Direct compiler usage

from nkdsl import SymbolicCompiler

compiler = SymbolicCompiler()
artifact = compiler.compile(symbolic_operator)
compiled = artifact.operator

Convenience compilation from the builder or symbolic operator is also supported:

compiled = SymbolicDiscreteJaxOperator(hi, "hop").for_each_site("i").emit(...).compile()

Compiled operators

Compiled objects are normal executable operators. The default target exposes get_conn_padded and is represented by nkdsl.core.compiled.CompiledOperator. Custom lowering targets can bind the generated kernel to a different method name (for example _get_conn_padded).

By default, compiled connectivity kernels deduplicate connected states with the same x' target, sum their matrix elements, and drop zero-amplitude entries before final padding. This is controlled by deduplicate_connected_components (default: True).

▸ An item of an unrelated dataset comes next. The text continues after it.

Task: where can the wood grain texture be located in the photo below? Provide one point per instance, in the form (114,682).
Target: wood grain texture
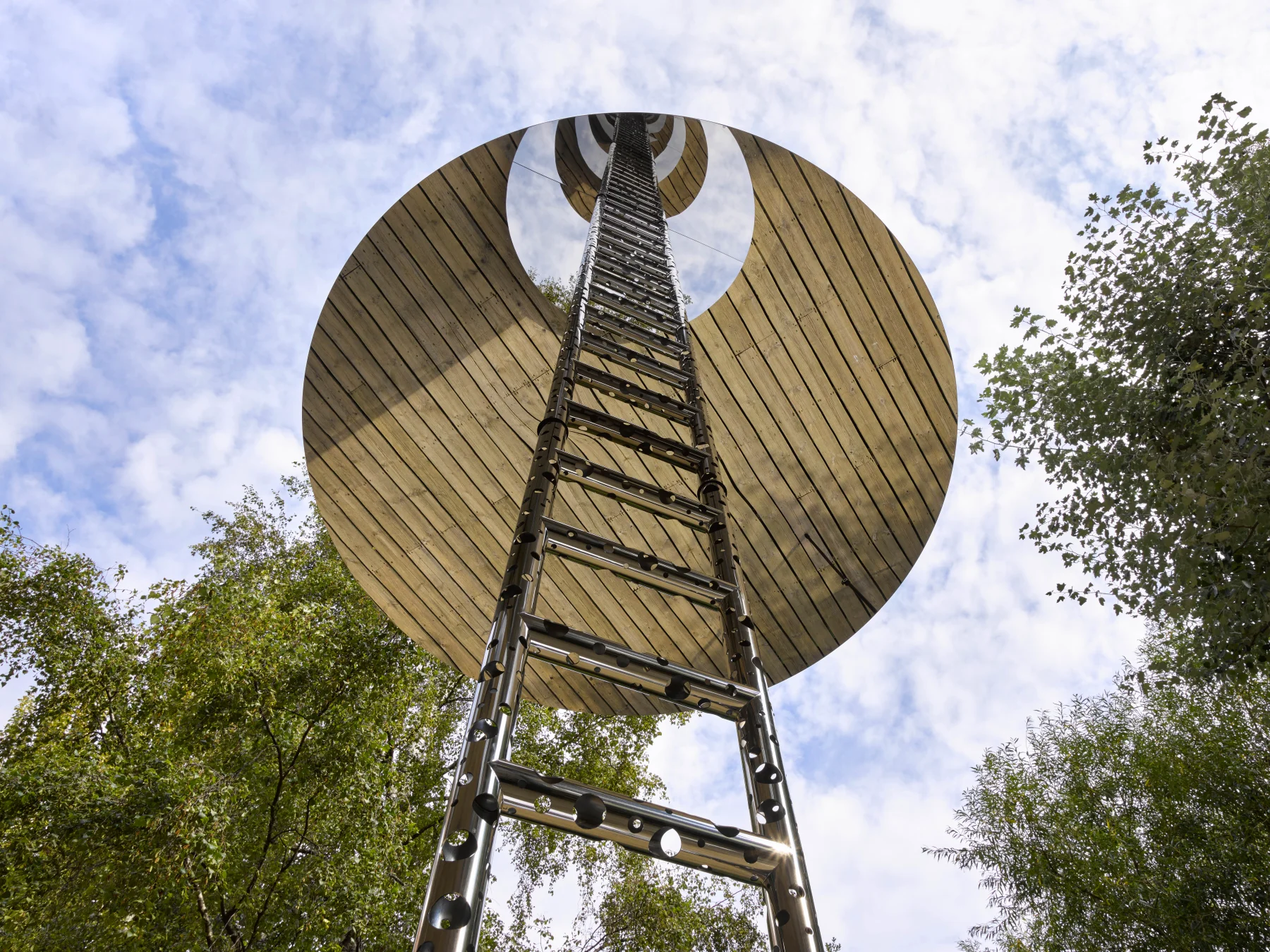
(827,375)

xp, mels = compiled.get_conn_padded(x_batch)

How to read printed IR

Every symbolic operator can be printed in a readable textual IR form:

op = (
    SymbolicDiscreteJaxOperator(hi, "heisenberg_sym", hermitian=True)
    .for_each(("i", "j"), over=edges)
    .emit(identity(), matrix_element=site("i").value * site("j").value)
    .for_each(("i", "j"), over=edges)
    .where(site("i").value * site("j").value < 0)
    .emit(swap("i", "j"), matrix_element=2.0)
    .build()
)

print(op.to_ir())

Example output:

symbolic.operator @"heisenberg_sym" [dtype=float64, hermitian=true, hilbert_size=8] {
  ; 2 term(s)

  term #0 "0" [kbody, n_iter=8, max_conn_size=8] {
    iterate: for (i, j) in [(0, 1), (1, 2), (2, 3), ... +5 more]
    where:   true
    emit #0:
      update:    identity
      amplitude: (x[i] * x[j])
  }

  term #1 "1" [kbody, n_iter=8, max_conn_size=8] {
    iterate: for (i, j) in [(0, 1), (1, 2), (2, 3), ... +5 more]
    where:   ((x[i] * x[j]) < 0)
    emit #0:
      update:    x'[i], x'[j] = x[j], x[i]
      amplitude: 2
  }

}

Interpretation guide:

  • symbolic.operator ...: global header with operator name, dtype, hermiticity, and Hilbert size.

  • term #k: one independent contribution to the operator action.

  • iterate: ...: static iteration domain (the tuples the term runs over).

  • where: ...: predicate gate for each iterator tuple.

  • emit #m: one emitted branch for that term.

  • update: ...: state rewrite rule from x to x'.

  • amplitude: ...: matrix element assigned to that emitted branch.